As to the size of the shares of Mr Prance and Mrs Rowe I am satisfied that they should be equal.
Nothing express was said to that effect, but the regular use of the word “our” indicates to me an
intention that there was no distinction to be drawn by Mr Prance between himself and Mrs Rowe so
far as concerned ownership of the Boat. Moreover, the discussion about security indicates that Mrs
Rowe was intended to have a substantial interest. If I am reading too much into the first of these factors
(the use of “our”) in deciding that it points to equality, and given also that the second factor (the
reference to security) does not necessarily require equality, I consider that I should apply the maxim
that equality is equity and hold that the shares are equal. I should add that I do not consider that the
statement concerning the registration of the Boat assists in determining the size of the respective shares.

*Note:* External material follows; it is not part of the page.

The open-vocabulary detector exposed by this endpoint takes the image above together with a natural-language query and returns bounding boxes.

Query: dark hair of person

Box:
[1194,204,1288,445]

That makes it unnecessary to consider the second way in which the case is put. While it is clear, on
my findings of fact, that a beneficial interest was intended and while I am satisfied that there was
sufficient detriment to Mrs Rowe in giving up her flat and storing her furniture, the appropriate size of
her share applying constructive trust principles alone is not clear.
Accordingly, Mrs Rowe’s claim succeeds.